Der Irak-Krieg und die Vorherrschaft des Dollar
Angesichts der Eskalation in der Ukraine lohnt es sich, zurückzublicken auf die Gründe des völkerrechtswidrigen Irak-Krieges 2003 und welche Motive die Amerikaner dort verfolgten. Auch heute geht es wieder um Energie und Rohstoffe.

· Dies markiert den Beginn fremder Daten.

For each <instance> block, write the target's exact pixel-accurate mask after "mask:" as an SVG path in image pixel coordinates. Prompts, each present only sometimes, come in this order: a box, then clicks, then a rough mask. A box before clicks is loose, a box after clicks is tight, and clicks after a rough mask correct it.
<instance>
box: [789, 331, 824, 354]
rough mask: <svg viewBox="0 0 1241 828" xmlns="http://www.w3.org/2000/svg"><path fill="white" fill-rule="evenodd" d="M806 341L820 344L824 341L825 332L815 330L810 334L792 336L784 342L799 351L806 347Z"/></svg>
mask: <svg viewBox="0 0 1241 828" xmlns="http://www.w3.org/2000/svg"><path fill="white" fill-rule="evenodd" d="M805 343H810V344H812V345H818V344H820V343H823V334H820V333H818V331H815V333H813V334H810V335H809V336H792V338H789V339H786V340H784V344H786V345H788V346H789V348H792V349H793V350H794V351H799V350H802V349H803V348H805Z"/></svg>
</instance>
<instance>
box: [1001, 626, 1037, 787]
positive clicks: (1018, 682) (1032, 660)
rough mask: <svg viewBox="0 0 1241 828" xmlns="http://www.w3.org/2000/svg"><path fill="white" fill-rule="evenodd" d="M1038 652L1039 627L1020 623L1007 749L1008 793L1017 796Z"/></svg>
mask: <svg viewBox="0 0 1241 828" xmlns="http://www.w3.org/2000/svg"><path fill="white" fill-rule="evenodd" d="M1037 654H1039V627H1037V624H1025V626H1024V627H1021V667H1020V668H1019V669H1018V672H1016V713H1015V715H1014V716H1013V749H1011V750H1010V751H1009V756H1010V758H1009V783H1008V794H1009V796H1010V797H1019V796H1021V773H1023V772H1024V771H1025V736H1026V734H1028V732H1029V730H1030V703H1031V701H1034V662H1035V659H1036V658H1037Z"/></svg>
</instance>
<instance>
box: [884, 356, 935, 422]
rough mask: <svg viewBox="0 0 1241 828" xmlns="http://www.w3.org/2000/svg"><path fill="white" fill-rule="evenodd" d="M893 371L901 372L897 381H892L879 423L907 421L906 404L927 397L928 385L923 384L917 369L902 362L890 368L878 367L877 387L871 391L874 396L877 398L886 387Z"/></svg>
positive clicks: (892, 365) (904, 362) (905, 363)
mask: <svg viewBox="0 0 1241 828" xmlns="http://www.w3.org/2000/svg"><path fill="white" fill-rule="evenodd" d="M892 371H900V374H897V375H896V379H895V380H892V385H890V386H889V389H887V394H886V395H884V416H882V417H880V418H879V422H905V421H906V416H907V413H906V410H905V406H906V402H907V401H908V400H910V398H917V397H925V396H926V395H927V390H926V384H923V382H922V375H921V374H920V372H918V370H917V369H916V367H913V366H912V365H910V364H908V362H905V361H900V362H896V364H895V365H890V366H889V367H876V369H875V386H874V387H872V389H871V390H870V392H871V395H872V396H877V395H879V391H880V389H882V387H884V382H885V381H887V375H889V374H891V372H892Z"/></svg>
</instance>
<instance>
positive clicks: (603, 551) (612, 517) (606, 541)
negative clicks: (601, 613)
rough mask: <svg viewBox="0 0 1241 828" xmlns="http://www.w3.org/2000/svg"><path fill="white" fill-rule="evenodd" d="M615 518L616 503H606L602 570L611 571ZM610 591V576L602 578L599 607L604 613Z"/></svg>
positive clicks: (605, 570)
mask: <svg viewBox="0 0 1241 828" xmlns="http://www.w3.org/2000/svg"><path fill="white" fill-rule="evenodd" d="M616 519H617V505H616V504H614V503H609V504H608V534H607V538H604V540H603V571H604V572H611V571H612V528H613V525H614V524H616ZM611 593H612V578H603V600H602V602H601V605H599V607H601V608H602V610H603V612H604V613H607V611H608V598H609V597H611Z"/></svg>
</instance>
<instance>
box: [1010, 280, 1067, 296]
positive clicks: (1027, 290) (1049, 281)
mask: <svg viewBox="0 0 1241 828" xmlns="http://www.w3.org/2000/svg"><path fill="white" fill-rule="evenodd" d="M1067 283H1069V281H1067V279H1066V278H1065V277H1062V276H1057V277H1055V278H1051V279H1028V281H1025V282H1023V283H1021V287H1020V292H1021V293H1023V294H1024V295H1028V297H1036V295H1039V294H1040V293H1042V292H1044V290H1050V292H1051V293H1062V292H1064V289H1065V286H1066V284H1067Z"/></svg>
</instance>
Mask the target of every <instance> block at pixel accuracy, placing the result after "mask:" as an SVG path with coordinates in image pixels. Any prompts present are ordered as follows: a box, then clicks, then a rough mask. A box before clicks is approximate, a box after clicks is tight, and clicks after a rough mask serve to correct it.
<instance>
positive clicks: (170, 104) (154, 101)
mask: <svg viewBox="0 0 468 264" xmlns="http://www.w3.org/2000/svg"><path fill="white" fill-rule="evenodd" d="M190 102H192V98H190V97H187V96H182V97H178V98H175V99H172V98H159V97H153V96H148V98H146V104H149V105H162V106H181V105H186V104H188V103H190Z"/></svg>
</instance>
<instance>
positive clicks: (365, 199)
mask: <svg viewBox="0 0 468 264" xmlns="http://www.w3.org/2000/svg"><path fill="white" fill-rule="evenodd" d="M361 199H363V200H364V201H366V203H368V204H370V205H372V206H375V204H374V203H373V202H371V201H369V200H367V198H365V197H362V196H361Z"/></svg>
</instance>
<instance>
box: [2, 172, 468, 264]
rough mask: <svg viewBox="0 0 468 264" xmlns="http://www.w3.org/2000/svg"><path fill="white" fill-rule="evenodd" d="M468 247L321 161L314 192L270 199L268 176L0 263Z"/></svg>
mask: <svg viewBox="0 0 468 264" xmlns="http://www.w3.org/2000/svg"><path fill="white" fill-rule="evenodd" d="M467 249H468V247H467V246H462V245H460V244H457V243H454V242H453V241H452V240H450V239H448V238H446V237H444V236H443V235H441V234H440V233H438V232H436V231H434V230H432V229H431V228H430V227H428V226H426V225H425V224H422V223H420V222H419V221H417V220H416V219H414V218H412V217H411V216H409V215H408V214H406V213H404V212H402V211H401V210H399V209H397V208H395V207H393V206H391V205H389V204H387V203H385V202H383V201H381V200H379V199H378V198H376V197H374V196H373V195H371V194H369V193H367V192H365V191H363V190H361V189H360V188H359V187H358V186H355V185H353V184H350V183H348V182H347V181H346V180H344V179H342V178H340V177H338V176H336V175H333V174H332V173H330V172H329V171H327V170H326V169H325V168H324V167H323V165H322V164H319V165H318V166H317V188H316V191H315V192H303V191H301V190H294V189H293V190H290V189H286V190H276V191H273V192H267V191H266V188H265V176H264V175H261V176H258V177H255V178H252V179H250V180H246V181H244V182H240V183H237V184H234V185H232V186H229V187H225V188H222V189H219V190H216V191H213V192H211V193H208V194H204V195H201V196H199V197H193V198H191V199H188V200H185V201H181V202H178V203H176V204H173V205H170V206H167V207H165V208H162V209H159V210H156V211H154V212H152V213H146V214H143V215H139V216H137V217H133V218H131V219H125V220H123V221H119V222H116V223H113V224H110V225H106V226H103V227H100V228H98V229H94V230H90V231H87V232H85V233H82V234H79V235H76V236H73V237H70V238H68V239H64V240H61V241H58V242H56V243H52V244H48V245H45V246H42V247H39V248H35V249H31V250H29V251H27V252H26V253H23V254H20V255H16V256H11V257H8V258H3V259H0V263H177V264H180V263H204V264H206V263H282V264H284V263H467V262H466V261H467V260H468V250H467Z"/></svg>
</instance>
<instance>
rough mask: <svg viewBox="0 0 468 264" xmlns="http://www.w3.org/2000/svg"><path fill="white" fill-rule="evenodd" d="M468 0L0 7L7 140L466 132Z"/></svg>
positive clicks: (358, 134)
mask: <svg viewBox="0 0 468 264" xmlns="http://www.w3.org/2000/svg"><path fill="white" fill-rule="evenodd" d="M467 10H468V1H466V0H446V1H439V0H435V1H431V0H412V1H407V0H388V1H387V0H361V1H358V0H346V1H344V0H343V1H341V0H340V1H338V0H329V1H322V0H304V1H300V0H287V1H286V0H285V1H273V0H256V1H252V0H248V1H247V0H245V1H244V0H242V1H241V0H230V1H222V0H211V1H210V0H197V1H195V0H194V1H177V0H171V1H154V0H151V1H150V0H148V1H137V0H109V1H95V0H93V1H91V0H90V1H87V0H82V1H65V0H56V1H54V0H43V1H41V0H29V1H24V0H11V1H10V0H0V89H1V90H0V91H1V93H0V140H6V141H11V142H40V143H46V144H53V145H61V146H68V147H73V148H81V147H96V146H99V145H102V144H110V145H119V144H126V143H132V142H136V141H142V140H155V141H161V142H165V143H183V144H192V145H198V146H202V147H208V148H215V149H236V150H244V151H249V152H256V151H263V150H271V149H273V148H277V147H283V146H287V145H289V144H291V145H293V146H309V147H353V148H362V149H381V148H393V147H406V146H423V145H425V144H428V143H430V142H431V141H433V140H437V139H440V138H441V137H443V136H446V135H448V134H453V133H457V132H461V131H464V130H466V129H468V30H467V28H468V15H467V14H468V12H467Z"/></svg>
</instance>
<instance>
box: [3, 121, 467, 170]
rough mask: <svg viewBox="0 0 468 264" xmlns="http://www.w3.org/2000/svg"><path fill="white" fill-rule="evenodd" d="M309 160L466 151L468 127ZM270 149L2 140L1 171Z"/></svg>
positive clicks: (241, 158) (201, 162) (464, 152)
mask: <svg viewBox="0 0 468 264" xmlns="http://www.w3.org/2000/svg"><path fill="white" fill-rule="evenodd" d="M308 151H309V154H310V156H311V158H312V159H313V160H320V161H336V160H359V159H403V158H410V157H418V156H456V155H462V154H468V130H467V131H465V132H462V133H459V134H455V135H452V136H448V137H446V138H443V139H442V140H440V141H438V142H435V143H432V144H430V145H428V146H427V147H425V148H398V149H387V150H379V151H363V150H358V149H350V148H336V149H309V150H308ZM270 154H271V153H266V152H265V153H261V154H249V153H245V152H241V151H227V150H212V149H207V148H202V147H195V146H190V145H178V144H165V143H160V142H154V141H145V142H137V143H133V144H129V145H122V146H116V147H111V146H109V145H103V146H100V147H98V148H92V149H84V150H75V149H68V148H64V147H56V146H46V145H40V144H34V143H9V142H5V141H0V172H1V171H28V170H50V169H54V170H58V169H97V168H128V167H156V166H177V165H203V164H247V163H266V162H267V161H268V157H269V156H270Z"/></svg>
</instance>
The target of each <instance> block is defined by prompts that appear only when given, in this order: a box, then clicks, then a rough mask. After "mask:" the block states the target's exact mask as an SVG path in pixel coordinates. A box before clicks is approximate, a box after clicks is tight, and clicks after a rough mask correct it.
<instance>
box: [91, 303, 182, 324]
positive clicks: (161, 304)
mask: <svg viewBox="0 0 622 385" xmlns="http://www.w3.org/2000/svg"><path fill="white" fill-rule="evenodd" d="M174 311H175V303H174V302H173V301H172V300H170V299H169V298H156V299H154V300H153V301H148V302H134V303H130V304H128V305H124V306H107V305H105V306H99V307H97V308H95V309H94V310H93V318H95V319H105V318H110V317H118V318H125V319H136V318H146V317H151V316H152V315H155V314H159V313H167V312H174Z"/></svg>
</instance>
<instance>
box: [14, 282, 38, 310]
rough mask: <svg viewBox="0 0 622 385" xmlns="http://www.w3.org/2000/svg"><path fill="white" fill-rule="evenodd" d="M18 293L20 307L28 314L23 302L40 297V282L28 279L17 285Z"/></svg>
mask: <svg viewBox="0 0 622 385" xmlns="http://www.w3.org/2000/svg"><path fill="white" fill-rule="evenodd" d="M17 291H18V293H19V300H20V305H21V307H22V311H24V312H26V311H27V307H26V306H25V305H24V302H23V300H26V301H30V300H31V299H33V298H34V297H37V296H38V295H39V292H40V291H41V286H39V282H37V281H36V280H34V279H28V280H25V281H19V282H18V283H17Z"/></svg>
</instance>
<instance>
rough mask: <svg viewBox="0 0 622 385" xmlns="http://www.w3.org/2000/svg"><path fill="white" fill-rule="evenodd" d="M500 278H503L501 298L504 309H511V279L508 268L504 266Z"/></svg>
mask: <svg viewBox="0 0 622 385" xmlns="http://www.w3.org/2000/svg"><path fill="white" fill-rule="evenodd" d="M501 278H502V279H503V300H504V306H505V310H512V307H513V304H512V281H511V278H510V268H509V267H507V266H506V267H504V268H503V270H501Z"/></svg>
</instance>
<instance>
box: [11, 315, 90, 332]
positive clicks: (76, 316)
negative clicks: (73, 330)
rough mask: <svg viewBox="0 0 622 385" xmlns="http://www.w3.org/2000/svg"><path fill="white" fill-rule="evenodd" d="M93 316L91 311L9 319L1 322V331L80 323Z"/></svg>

Aus dem WirtschaftsBlatt vom 24. März 2014:
***
Der Krieg beginnt mit einer Lüge. In der Nacht vom 19. auf den 20. März 2003 feuern amerikanische Streitkräfte Marschflugkörper auf Bagdad. Monate waren da verstrichen, in denen die Regierung in Washington versucht hatte, Saddam Hussein nachzuweisen, die Iraker besäßen Massenvernichtungswaffen. Denn die Amerikaner suchten nach einer Begründung, um ihren Militäreinsatz zu rechtfertigen. Wie wir heute wissen, haben die Amerikaner mit angeblichen Beweisen die Weltöffentlichkeit an der Nase herumgeführt und damit einen Krieg gerechtfertigt, der nicht zu rechtfertigen war.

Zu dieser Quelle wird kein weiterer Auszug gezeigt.